The magic incantation to exorcise Barbie

In theory you can also disable this from the Quartz Debug app itself, it’s just hidden – in the Tools menu, not the actual settings window, is an item labelled “Color 1x Artwork”. Note how the setting applies even when Quartz Debugging is disabled.

So, wait, how did this come about?

I have no idea why this only cropped up when Sonoma was installed. Either Sonoma turned this on (unlikely…?) or it was already on yet wasn’t having any effect in prior OS releases (from 2017 onwards, at least, since my iMac Pro never exhibited this issue before Sonoma).

I know for sure that this setting did work at least going back over a decade, as I remember using this – on a different computer – for doing then-new-fangled Retina development… but I’m pretty sure I’ve never set this on my iMac Pro since it way post-dates the introduction of Retina. Conceivably it was pulled across by Apple’s Migration Assistant. Though, again, why did no earlier version of the OS, going back over a decade, exhibit this behaviour if it was supposedly enabled the whole time?

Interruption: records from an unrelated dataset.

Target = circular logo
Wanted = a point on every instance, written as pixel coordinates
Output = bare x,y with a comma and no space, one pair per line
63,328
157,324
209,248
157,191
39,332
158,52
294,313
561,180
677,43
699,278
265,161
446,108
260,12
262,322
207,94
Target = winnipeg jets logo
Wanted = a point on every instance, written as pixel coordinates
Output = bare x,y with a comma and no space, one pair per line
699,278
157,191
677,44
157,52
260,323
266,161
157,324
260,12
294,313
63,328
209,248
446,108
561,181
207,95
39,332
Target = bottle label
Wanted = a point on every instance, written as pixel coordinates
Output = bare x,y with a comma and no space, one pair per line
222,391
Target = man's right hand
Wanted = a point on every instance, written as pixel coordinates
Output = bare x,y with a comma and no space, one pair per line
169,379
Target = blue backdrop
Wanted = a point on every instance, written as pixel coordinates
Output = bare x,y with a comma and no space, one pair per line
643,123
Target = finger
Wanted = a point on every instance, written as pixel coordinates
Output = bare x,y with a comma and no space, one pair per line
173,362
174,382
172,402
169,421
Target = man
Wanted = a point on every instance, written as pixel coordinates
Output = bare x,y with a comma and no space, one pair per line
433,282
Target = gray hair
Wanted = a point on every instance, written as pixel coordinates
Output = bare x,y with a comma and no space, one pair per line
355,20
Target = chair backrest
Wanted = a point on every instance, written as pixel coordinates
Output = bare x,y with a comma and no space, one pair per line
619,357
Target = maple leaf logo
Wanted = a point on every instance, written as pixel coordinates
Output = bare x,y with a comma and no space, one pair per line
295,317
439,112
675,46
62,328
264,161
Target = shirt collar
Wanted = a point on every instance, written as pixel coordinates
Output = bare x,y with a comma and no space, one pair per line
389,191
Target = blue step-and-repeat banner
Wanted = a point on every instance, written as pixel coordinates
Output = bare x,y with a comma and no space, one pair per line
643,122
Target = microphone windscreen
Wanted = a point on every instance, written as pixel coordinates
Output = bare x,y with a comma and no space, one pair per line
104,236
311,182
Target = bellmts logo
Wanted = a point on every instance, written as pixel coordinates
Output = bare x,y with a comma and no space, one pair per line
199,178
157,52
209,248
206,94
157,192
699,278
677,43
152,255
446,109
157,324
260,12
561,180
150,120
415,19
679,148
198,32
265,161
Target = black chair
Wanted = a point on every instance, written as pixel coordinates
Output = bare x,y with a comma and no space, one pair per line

I know it’s not just me that’s been afflicted by this to date, as I found a sporadic few reports of this going back years, e.g. Highly abnormal graphic glitch on yosemite / retina: all white backgrounds appear pink. It pisses me off immensely that this page has exactly the keywords I was searching for right from the start – right in its title! – yet neither Bing nor Google can find it.

Apple’s response? “Fuck you” in mime.

I actually filed a pretty detailed bug report with Apple about this, the day I discovered it (September 19th, 2023). FB13190068.

Of course, they never responded in the slightest.

I provided a bunch of example images, even a screen recording to show how the pink comes and goes in certain circumstances.

I studiously tested every new macOS update and updated the bug report to note that they each had not fixed it.

The morale of this is, as always, that filing bug reports with Apple is an infuriating waste of time. Mea culpa.